Le « capitalisme vert » est un mensonge !
Alors qu’aujourd’hui, les grandes entreprises promeuvent cyniquement une image « verte », elles sont fondamentalement à l’origine de cette crise et se moquent de la résoudre. L’élévation du niveau de gaz à effet de serre dans notre atmosphère remonte à la révolution industrielle et à la montée en puissance du capitalisme. Au fur et à mesure de son expansion, le capitalisme, avide de ressources, a répandu la combustion de combustibles fossiles dans le monde entier et a décimé de plus en plus l’environnement au nom de la course aux profits. Depuis 250 ans, la majorité des émissions de gaz à effet de serre provient directement des entreprises, et une centaine d’entreprises seulement sont à l’origine de plus de 70 % des émissions industrielles mondiales depuis 1988. Entre 2015 et 2021, les 60 plus grandes banques du monde ont investi 3.800 milliards de dollars dans des sociétés pétrolières. Celles-ci continueront à extraire et à brûler des combustibles fossiles tant que cela sera plus rentable que les alternatives renouvelables. Il leur est beaucoup moins cher d’investir dans la communication pour disposer d’une image publique « verte » que d’opérer de véritables changements.

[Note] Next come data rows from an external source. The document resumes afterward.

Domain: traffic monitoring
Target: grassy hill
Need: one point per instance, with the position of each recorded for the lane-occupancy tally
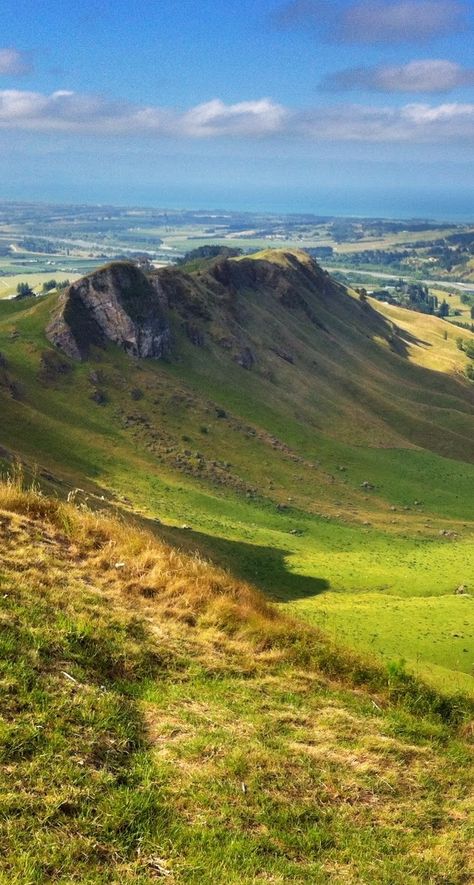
(318, 446)
(162, 720)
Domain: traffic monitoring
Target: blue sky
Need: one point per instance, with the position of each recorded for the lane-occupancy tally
(350, 106)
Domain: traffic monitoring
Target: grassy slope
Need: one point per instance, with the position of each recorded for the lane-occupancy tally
(357, 552)
(161, 720)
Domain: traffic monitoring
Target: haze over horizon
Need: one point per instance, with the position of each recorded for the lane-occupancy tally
(356, 107)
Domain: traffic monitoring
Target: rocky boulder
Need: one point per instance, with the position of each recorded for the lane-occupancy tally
(116, 303)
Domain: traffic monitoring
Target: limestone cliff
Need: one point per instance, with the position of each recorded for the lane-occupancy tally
(116, 303)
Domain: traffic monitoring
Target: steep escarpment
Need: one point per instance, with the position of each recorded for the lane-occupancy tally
(116, 303)
(119, 303)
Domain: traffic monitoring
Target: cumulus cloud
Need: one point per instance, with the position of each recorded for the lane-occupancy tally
(66, 111)
(376, 21)
(13, 62)
(426, 75)
(253, 118)
(76, 114)
(405, 20)
(416, 123)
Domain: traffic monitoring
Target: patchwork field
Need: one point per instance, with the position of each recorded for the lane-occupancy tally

Dans un système capitaliste, la nature est traitée comme une source inépuisable de richesse et les conséquences de l’épuisement des ressources naturelles, de la pollution des écosystèmes et de la perturbation des processus essentiels au maintien de la biosphère sont délibérément exclues de la formule de rentabilité. Et ce, en dépit du fait que toute richesse provient des ressources brutes de la terre et du travail effectué par les travailleurs pour les extraire et les transformer. Selon un récent rapport des Nations unies, si une entreprise devait payer le coût de ses dommages environnementaux, aucune d’entre elles ne serait réellement rentable.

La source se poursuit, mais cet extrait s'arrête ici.